Par Jacques Garello.

Ils sont des millions. Ils sont des défis lancés à des pays riches. Ils sont la rançon de l’État Providence. Ils ont besoin et de liberté et de charité.

Hasard de l’histoire : l’expression « Nouveaux Pauvres » est entrée dans le débat public en France quelques mois après l’élection de François Mitterrand. Le Père Calvez avait prêché le Carême à Notre Dame sur ce thème en 1982, et j’avais eu l’occasion d’en débattre avec lui dans les colonnes du Figaro Magazine. C’est dire que les nouveaux pauvres ne datent pas d’hier. Ils ne sont pas non plus seulement de chez nous.

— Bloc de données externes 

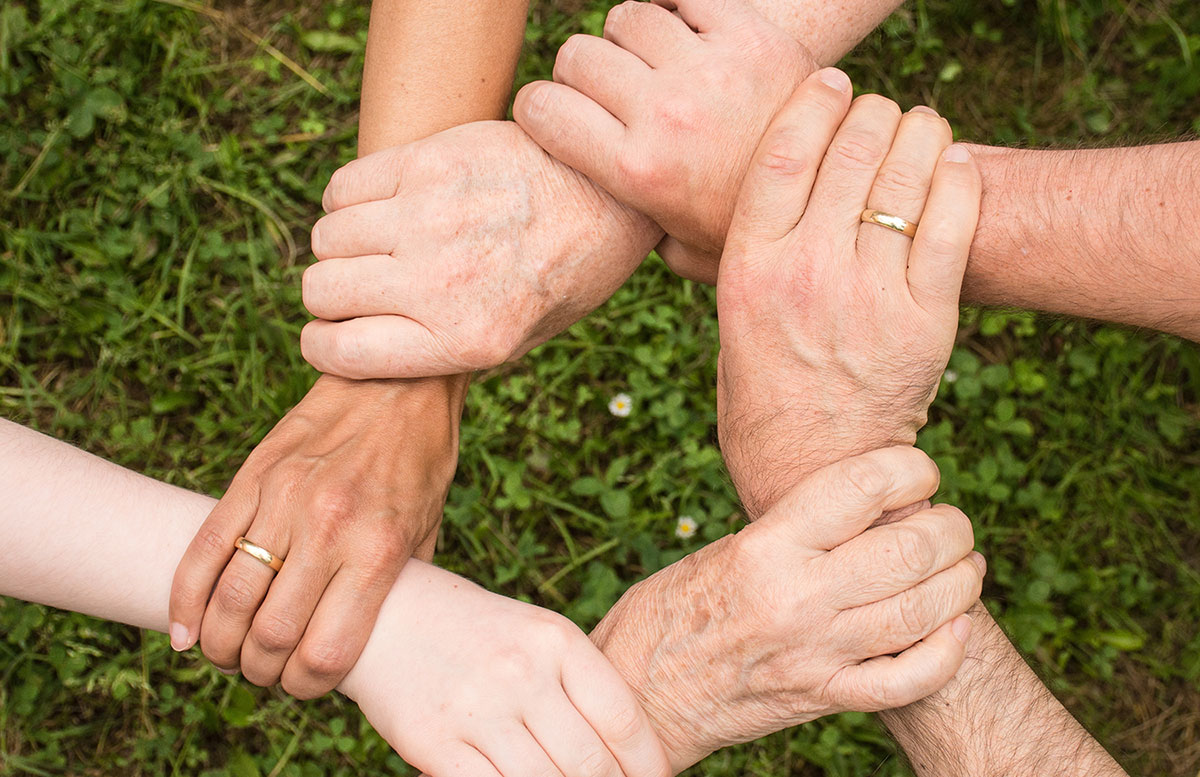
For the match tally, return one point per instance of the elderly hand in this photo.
(468, 684)
(835, 332)
(346, 488)
(804, 613)
(665, 113)
(460, 252)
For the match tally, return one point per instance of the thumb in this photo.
(840, 501)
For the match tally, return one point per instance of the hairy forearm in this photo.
(1101, 234)
(827, 29)
(996, 718)
(435, 65)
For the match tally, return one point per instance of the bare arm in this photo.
(437, 65)
(375, 458)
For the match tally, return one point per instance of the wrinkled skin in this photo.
(460, 252)
(834, 332)
(666, 110)
(798, 615)
(347, 487)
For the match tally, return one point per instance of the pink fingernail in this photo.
(180, 638)
(834, 78)
(961, 628)
(957, 152)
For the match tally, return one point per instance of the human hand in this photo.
(802, 613)
(666, 110)
(835, 332)
(463, 682)
(346, 487)
(460, 252)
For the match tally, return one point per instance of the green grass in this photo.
(159, 169)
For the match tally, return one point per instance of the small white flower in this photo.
(621, 405)
(685, 526)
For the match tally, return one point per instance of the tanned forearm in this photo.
(996, 720)
(1102, 234)
(432, 65)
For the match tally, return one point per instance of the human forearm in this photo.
(1101, 234)
(995, 718)
(436, 65)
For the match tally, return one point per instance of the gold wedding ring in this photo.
(892, 222)
(259, 553)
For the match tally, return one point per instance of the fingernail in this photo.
(180, 638)
(961, 628)
(834, 78)
(957, 152)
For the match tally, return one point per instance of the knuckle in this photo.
(276, 634)
(858, 149)
(569, 53)
(598, 764)
(941, 246)
(785, 154)
(334, 504)
(235, 594)
(325, 660)
(211, 542)
(916, 614)
(912, 548)
(865, 479)
(678, 114)
(641, 172)
(903, 179)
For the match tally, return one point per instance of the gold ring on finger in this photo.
(259, 553)
(895, 223)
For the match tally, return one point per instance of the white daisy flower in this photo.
(685, 526)
(621, 405)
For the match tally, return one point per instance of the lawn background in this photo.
(160, 164)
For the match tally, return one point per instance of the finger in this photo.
(901, 621)
(605, 72)
(381, 284)
(777, 186)
(460, 760)
(569, 740)
(574, 128)
(376, 176)
(708, 16)
(378, 347)
(241, 589)
(689, 263)
(901, 187)
(357, 230)
(339, 630)
(205, 558)
(894, 556)
(887, 682)
(513, 750)
(600, 694)
(851, 164)
(649, 31)
(280, 622)
(947, 228)
(839, 501)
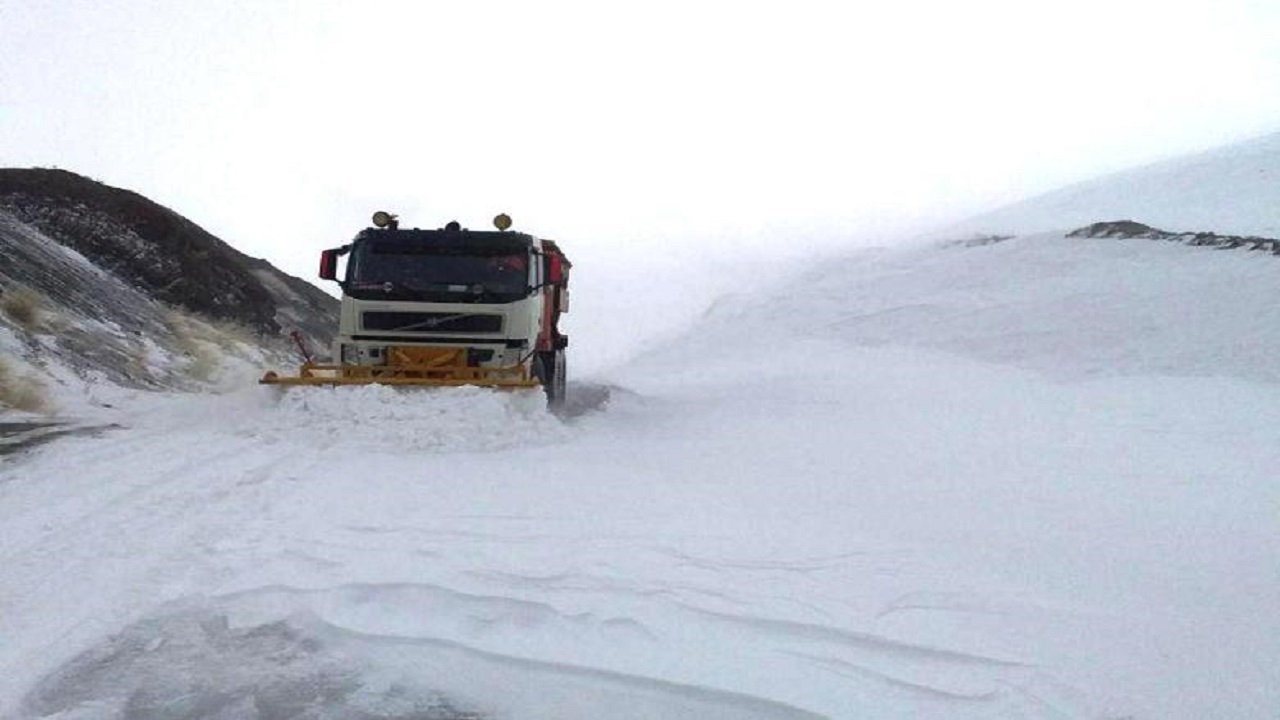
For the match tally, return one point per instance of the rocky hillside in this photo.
(100, 283)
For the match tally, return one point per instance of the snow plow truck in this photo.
(448, 306)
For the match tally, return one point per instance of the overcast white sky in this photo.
(280, 126)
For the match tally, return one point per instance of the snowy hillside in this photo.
(1027, 479)
(1232, 190)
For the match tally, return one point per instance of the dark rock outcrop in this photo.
(161, 254)
(1134, 229)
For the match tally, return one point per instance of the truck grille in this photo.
(432, 322)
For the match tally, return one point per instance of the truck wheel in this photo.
(549, 370)
(560, 382)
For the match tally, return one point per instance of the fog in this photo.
(700, 131)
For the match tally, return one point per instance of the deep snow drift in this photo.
(1028, 479)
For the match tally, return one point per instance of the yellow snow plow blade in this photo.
(410, 365)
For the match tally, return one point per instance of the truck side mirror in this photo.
(329, 264)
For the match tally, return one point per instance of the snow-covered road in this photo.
(1033, 479)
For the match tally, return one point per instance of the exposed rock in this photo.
(1134, 229)
(161, 254)
(109, 286)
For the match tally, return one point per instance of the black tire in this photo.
(549, 369)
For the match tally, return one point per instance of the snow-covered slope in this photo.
(1230, 190)
(1027, 479)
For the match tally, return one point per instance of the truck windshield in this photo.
(403, 270)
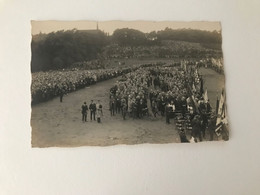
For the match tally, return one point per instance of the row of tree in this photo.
(60, 49)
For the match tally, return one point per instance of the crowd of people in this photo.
(46, 85)
(167, 49)
(95, 110)
(171, 92)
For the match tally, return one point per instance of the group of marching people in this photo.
(47, 85)
(129, 95)
(166, 91)
(95, 111)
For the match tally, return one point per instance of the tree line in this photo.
(60, 49)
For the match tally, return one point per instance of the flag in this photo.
(221, 114)
(205, 96)
(201, 86)
(193, 88)
(217, 103)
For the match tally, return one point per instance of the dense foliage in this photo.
(59, 50)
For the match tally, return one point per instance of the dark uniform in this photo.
(84, 109)
(196, 125)
(92, 108)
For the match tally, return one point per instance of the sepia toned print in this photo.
(115, 82)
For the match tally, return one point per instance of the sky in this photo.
(110, 26)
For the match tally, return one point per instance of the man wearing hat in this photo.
(92, 108)
(84, 109)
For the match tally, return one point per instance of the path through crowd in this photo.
(59, 124)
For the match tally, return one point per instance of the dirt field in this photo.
(59, 124)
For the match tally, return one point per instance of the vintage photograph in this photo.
(103, 83)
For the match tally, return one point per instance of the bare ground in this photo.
(59, 124)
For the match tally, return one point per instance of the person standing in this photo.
(99, 111)
(112, 106)
(196, 128)
(84, 110)
(92, 108)
(61, 93)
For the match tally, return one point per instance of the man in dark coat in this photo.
(92, 108)
(196, 127)
(84, 109)
(112, 105)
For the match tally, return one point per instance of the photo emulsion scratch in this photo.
(115, 82)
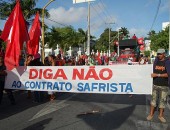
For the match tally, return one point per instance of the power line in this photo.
(157, 11)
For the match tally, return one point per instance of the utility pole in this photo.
(43, 30)
(118, 44)
(88, 35)
(88, 39)
(169, 30)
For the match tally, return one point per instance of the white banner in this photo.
(81, 1)
(122, 79)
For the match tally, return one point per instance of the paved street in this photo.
(74, 112)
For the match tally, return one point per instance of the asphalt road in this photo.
(81, 112)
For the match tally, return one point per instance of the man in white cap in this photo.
(160, 85)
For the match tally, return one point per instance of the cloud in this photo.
(165, 6)
(139, 32)
(70, 16)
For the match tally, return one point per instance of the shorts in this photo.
(159, 93)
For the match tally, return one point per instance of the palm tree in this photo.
(123, 32)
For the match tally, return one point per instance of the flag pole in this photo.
(43, 30)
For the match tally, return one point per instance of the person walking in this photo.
(160, 85)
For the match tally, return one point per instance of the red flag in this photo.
(14, 33)
(140, 41)
(35, 33)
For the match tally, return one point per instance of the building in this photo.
(164, 25)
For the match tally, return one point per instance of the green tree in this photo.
(28, 7)
(147, 53)
(124, 33)
(160, 40)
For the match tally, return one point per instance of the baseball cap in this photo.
(37, 56)
(161, 51)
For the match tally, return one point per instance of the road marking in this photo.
(149, 125)
(148, 98)
(52, 107)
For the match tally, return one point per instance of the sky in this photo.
(136, 15)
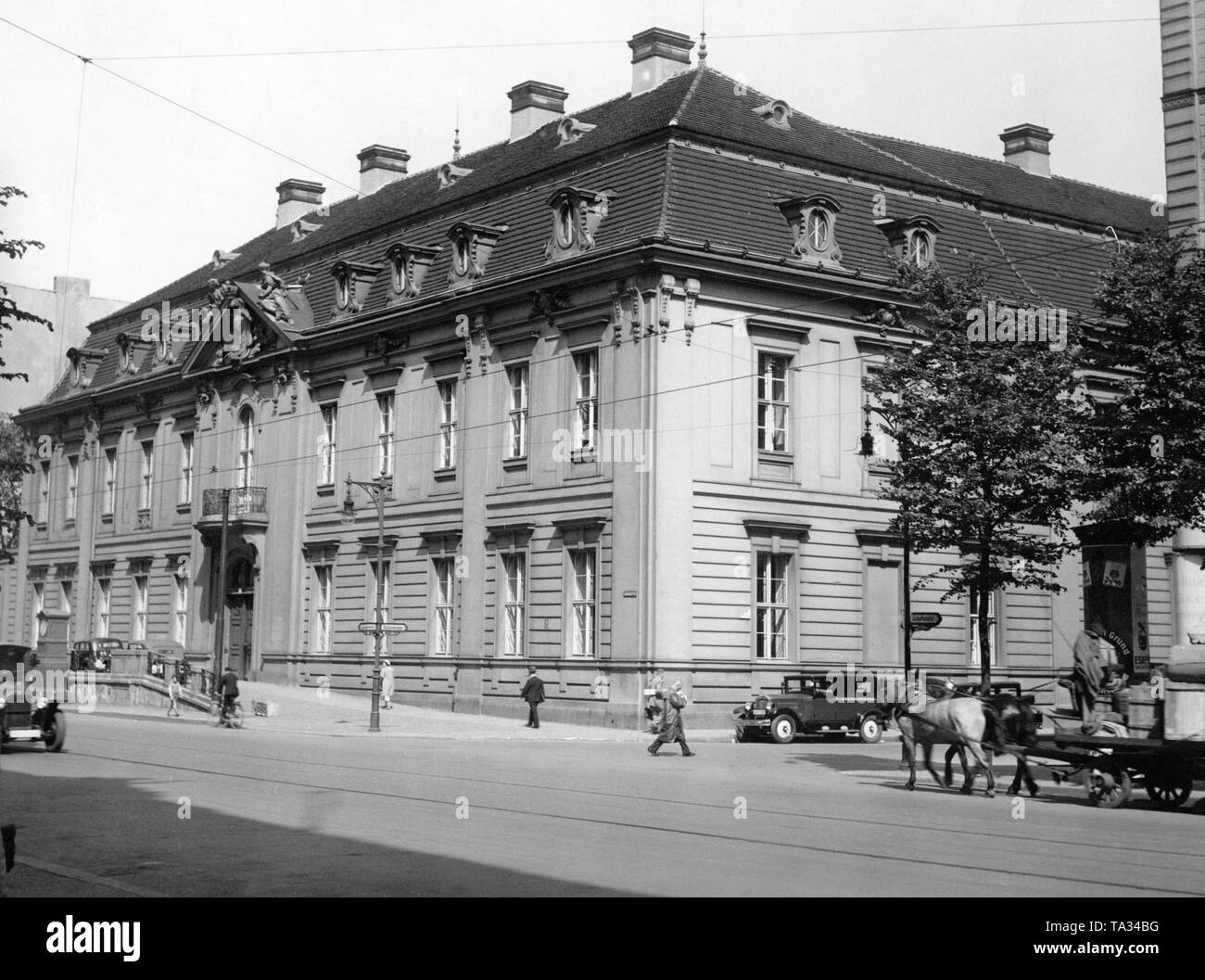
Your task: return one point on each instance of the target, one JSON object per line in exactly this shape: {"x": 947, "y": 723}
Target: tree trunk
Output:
{"x": 984, "y": 598}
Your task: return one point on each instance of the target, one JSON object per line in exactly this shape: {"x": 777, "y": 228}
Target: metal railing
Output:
{"x": 245, "y": 502}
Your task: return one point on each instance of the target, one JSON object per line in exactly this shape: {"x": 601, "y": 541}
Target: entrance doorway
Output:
{"x": 240, "y": 617}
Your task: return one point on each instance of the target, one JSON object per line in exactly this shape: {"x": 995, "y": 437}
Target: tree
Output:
{"x": 1148, "y": 459}
{"x": 988, "y": 433}
{"x": 13, "y": 465}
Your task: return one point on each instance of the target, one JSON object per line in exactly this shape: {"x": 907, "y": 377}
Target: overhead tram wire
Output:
{"x": 509, "y": 45}
{"x": 180, "y": 105}
{"x": 675, "y": 334}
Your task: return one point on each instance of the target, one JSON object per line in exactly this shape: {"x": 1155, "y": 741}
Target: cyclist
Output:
{"x": 229, "y": 691}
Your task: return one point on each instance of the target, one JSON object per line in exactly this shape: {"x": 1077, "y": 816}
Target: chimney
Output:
{"x": 657, "y": 56}
{"x": 533, "y": 104}
{"x": 296, "y": 199}
{"x": 380, "y": 165}
{"x": 1028, "y": 147}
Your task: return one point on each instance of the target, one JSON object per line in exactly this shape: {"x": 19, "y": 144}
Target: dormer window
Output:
{"x": 914, "y": 240}
{"x": 776, "y": 113}
{"x": 818, "y": 230}
{"x": 471, "y": 248}
{"x": 577, "y": 216}
{"x": 920, "y": 248}
{"x": 408, "y": 268}
{"x": 352, "y": 282}
{"x": 814, "y": 227}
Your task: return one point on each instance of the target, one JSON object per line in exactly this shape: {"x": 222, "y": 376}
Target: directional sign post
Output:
{"x": 922, "y": 621}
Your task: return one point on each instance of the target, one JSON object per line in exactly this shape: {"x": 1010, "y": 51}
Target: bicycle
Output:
{"x": 233, "y": 719}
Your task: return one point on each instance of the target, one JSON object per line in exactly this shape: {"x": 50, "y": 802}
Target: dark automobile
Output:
{"x": 805, "y": 704}
{"x": 19, "y": 719}
{"x": 95, "y": 654}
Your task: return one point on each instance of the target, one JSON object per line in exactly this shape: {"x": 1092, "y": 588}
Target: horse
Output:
{"x": 962, "y": 721}
{"x": 1011, "y": 727}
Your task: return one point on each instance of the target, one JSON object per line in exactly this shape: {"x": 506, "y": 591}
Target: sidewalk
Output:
{"x": 304, "y": 713}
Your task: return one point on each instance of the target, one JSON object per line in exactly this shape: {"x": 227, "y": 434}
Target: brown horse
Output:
{"x": 928, "y": 722}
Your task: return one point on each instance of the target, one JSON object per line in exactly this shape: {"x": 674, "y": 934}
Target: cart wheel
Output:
{"x": 1108, "y": 788}
{"x": 1169, "y": 790}
{"x": 871, "y": 730}
{"x": 782, "y": 730}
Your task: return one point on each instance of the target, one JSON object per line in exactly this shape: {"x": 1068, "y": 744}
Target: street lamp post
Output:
{"x": 378, "y": 490}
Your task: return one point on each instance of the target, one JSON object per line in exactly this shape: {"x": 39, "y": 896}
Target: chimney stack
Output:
{"x": 381, "y": 165}
{"x": 533, "y": 104}
{"x": 296, "y": 197}
{"x": 1028, "y": 147}
{"x": 657, "y": 56}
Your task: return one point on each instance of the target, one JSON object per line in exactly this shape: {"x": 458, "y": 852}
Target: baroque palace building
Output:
{"x": 613, "y": 368}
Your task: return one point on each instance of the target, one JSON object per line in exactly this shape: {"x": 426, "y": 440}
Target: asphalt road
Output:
{"x": 139, "y": 807}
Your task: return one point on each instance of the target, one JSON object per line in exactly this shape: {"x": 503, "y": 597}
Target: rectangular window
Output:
{"x": 972, "y": 613}
{"x": 39, "y": 611}
{"x": 44, "y": 492}
{"x": 771, "y": 606}
{"x": 322, "y": 575}
{"x": 328, "y": 445}
{"x": 385, "y": 434}
{"x": 140, "y": 607}
{"x": 378, "y": 577}
{"x": 109, "y": 498}
{"x": 104, "y": 605}
{"x": 180, "y": 610}
{"x": 447, "y": 425}
{"x": 586, "y": 418}
{"x": 771, "y": 402}
{"x": 514, "y": 605}
{"x": 72, "y": 486}
{"x": 517, "y": 381}
{"x": 583, "y": 599}
{"x": 147, "y": 483}
{"x": 444, "y": 606}
{"x": 185, "y": 469}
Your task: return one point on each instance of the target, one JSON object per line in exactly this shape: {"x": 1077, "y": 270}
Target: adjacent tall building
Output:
{"x": 613, "y": 370}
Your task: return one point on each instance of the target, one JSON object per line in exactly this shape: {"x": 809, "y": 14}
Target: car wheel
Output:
{"x": 871, "y": 730}
{"x": 782, "y": 730}
{"x": 56, "y": 733}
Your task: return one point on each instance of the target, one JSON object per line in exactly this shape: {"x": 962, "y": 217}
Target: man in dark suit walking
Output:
{"x": 533, "y": 694}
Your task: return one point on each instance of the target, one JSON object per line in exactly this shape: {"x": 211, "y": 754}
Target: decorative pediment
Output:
{"x": 352, "y": 284}
{"x": 577, "y": 215}
{"x": 812, "y": 222}
{"x": 409, "y": 265}
{"x": 570, "y": 131}
{"x": 450, "y": 173}
{"x": 914, "y": 239}
{"x": 471, "y": 248}
{"x": 83, "y": 362}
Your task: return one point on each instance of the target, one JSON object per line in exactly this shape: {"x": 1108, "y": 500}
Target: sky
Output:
{"x": 132, "y": 192}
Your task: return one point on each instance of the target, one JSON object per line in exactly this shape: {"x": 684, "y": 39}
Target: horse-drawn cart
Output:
{"x": 1111, "y": 766}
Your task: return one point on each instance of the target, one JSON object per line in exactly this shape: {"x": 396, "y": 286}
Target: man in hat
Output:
{"x": 533, "y": 694}
{"x": 673, "y": 730}
{"x": 1088, "y": 673}
{"x": 386, "y": 683}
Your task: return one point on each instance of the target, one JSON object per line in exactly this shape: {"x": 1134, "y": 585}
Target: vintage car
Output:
{"x": 804, "y": 706}
{"x": 95, "y": 654}
{"x": 20, "y": 721}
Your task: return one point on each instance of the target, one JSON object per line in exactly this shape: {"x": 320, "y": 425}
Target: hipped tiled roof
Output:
{"x": 657, "y": 153}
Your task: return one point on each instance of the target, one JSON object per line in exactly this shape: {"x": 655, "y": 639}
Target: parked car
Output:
{"x": 803, "y": 706}
{"x": 20, "y": 721}
{"x": 95, "y": 654}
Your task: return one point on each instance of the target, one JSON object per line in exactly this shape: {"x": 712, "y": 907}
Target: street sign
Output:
{"x": 922, "y": 621}
{"x": 387, "y": 630}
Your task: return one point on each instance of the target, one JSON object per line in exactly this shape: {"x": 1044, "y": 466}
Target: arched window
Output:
{"x": 246, "y": 447}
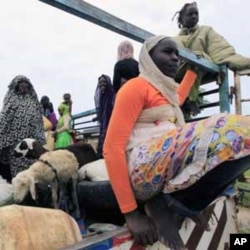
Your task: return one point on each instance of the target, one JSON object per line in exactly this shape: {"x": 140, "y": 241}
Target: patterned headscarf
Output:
{"x": 64, "y": 108}
{"x": 125, "y": 50}
{"x": 166, "y": 85}
{"x": 21, "y": 115}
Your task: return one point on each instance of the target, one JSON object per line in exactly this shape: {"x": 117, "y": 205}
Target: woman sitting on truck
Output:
{"x": 156, "y": 160}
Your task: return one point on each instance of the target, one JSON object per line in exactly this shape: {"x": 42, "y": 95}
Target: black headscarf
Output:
{"x": 20, "y": 116}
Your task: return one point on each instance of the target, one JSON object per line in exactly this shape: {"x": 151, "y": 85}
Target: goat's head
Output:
{"x": 29, "y": 148}
{"x": 22, "y": 184}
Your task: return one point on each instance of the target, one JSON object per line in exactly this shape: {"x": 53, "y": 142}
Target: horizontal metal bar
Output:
{"x": 196, "y": 119}
{"x": 98, "y": 16}
{"x": 84, "y": 114}
{"x": 209, "y": 105}
{"x": 210, "y": 92}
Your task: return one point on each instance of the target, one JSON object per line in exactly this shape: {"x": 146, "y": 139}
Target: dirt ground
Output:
{"x": 243, "y": 217}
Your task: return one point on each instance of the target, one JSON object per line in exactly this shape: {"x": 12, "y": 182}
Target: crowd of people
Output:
{"x": 154, "y": 159}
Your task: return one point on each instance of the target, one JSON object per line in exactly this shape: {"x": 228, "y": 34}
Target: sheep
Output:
{"x": 54, "y": 168}
{"x": 94, "y": 171}
{"x": 32, "y": 149}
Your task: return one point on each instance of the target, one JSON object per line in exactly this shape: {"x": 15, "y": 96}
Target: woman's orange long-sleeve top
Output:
{"x": 136, "y": 95}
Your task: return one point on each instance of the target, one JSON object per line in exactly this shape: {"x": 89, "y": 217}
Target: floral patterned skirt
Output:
{"x": 181, "y": 156}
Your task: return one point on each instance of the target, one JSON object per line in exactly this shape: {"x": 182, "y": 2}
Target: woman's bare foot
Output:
{"x": 177, "y": 207}
{"x": 166, "y": 223}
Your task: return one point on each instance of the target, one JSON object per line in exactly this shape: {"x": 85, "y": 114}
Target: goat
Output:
{"x": 55, "y": 169}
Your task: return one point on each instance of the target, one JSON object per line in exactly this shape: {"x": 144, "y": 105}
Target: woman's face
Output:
{"x": 23, "y": 87}
{"x": 190, "y": 17}
{"x": 165, "y": 56}
{"x": 102, "y": 83}
{"x": 60, "y": 111}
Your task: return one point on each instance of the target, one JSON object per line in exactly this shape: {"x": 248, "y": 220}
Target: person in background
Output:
{"x": 126, "y": 66}
{"x": 104, "y": 101}
{"x": 62, "y": 133}
{"x": 20, "y": 118}
{"x": 48, "y": 111}
{"x": 68, "y": 101}
{"x": 205, "y": 42}
{"x": 159, "y": 163}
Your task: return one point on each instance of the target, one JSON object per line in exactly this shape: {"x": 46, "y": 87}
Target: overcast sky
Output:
{"x": 63, "y": 53}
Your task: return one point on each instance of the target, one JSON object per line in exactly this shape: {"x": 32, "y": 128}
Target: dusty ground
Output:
{"x": 244, "y": 219}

Les nouveaux pauvres sont aussi ceux d’Obama, dans la lignée de ceux de Roosevelt.

J’associe volontairement socialistes et nouveaux pauvres, car c’est bien l’État Providence, que Jean Paul II appelait encore « l’État de l’assistance », qui est à l’origine de cette tare de nos sociétés pourtant si riches. De la sorte, si les nouveaux pauvres se multiplient c’est bien dans les périodes d’inconscience collective qui pousse à s’en remettre à l’État pour toutes choses. On incrimine « la crise » pour expliquer la nouvelle vague de pauvreté. C’est à tort si l’on entend par là qu’il y aurait aujourd’hui un lien avec la mondialisation et la finance. C’est vrai si l’on observe que la crise a remis en selle un État omniprésent et omnipotent, dont on avait cru se débarrasser entre 1980 et 2000 : le G20, le FMI et les autres ont eu le génie de demander aux États de réparer les dégâts d’une crise qu’ils avaient provoquée. Plus d’État c’est de nouveaux pauvres par milliers.

Mais comment l’État Providence est-il une machine à fabriquer la pauvreté ?

Il crée le chômage, il développe l’assistanat, il tue la charité.

Le chômage est le sous-produit du dirigisme. La réglementation du marché du travail, la confiscation du profit et de l’épargne, la multiplication des prélèvements et des subventions, l’hypertrophie du secteur public, privent les entreprises privées de toute possibilité d’adaptation et de création d’emploi. L’argent s’investit dans des projets sans lendemain, et la main d’œuvre n’a ni la mobilité ni la qualification voulue pour retrouver un emploi.

L’importance de la redistribution, à travers la fiscalité, les allocations et la sécurité sociale, a progressivement mis une fraction importante des Français en position d’assistés. Ainsi est né un « risque moral » : se croyant (à tort) assurés contre les pertes de revenus inhérentes au chômage, certains salariés se dispensent de tout effort non seulement dans la recherche d’un emploi nouveau, mais aussi dans la formation et l’acquisition d’une qualification qui leur permettrait d’éviter le chômage de longue durée. De plus, l’existence d’un SMIC très élevé, proche du salaire moyen en termes nets, dissuade les personnes peu qualifiées de chercher à améliorer leur position. On s’installe peu à peu dans le chômage : le chômage de longue durée concerne en France 41% des chômeurs. Il concerne les seniors sans doute, mais aussi les jeunes (un quart des moins de 25 ans au chômage). Et l’assistance se généralisant, elle affaiblit d’autant le sens des responsabilités, le goût de l’initiative et du changement.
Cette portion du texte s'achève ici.